2 / Des risques minimes pour l’enfant de contracter la maladie de sa mère
La transmission d’un lupus, et plus généralement d’une maladie auto-immune, d’une mère à son enfant est exceptionnelle. Une vigilance s’impose néanmoins à l’égard de l’enfant qui aura toujours par nature une prédisposition, même si elle est faible statistiquement, à contracter plus tard d’autres maladies auto-immunes. On observe parfois un lupus néonatal lié à la transmission passive d'auto-anticorps maternels, se traduisant par des signes divers : éruption cutanée, photosensibilité, hépatite, pneumonie, anémie hémolytique, leucopénie ou thrombopénie… et parfois un ralentissement de la conduction électrique du coeur du fœtus, appelé bloc auriculo ventriculaire (BAV). L’éruption néonatale régresse spontanément, car les anticorps de la mère sont progressivement éliminés. En revanche, le ralentissement de la conduction électrique du cœur persiste le plus souvent et peut justifier d’appareiller par un stimulateur (pacemaker) le cœur de l’enfant dans les 1res semaines après l’accouchement. Hormis ce problème, ces manifestations disparaissent habituellement au bout de 6 mois.

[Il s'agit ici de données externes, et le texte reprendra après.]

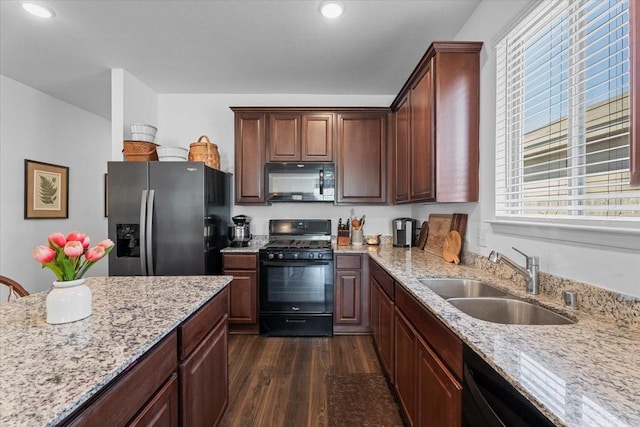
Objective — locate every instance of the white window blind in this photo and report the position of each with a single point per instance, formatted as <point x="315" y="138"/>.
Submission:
<point x="562" y="115"/>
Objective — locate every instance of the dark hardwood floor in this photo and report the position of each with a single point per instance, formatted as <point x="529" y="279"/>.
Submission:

3/ Le lupus médicamenteux : une atteinte réversible
Certains médicaments (phénytoïne, primidone, carbamazépine, trimétadione, streptomycine, isoniazide phénothiazines, chlorpromazine, lévopromazine, prométhazienelane, bétabloquants, hydralazine, alpha-méthyl-dopa, pénicilline, tétracycline…) sont susceptibles d’induire parfois, chez des sujets surtout âgés, un «lupus médicamenteux », réversible à l’arrêt du traitement. Ces médicaments donnés chez un lupique sont, par contre, en général sans risque.

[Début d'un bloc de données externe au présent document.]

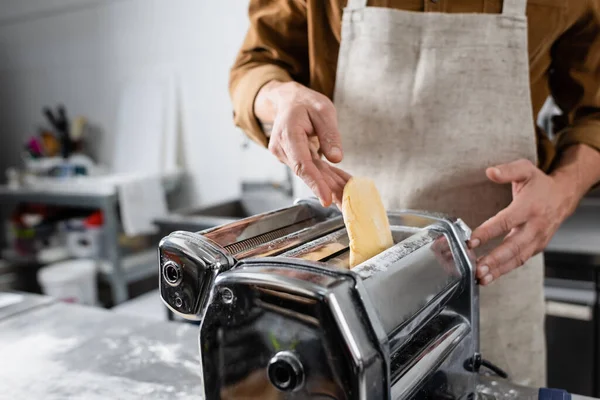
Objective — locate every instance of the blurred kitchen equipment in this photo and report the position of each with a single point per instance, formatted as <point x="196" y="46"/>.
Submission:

4/ L’éducation thérapeutique, un élément fondamental du bon suivi par le patient
Elle porte en particulier sur le respect du calendrier vaccinal (les vaccins « vivants » doivent être évités en raison du risque infectieux qu’ils présentent chez ces patients), la contraception (les pilules oestroprogestatives sont déconseillées au profit des progestatifs), les précautions d’un traitement anticoagulant assez fréquent par antivitamine K concernant les risques d’interaction avec d’autres molécules, la nocivité du tabac, les risques de l’exposition au soleil, la nécessité d’un régime pauvre en sel et limité en glucides en cas de corticothérapie et, enfin, une évaluation régulière, trimestriellement au moins, pour un patient même en phase inactive.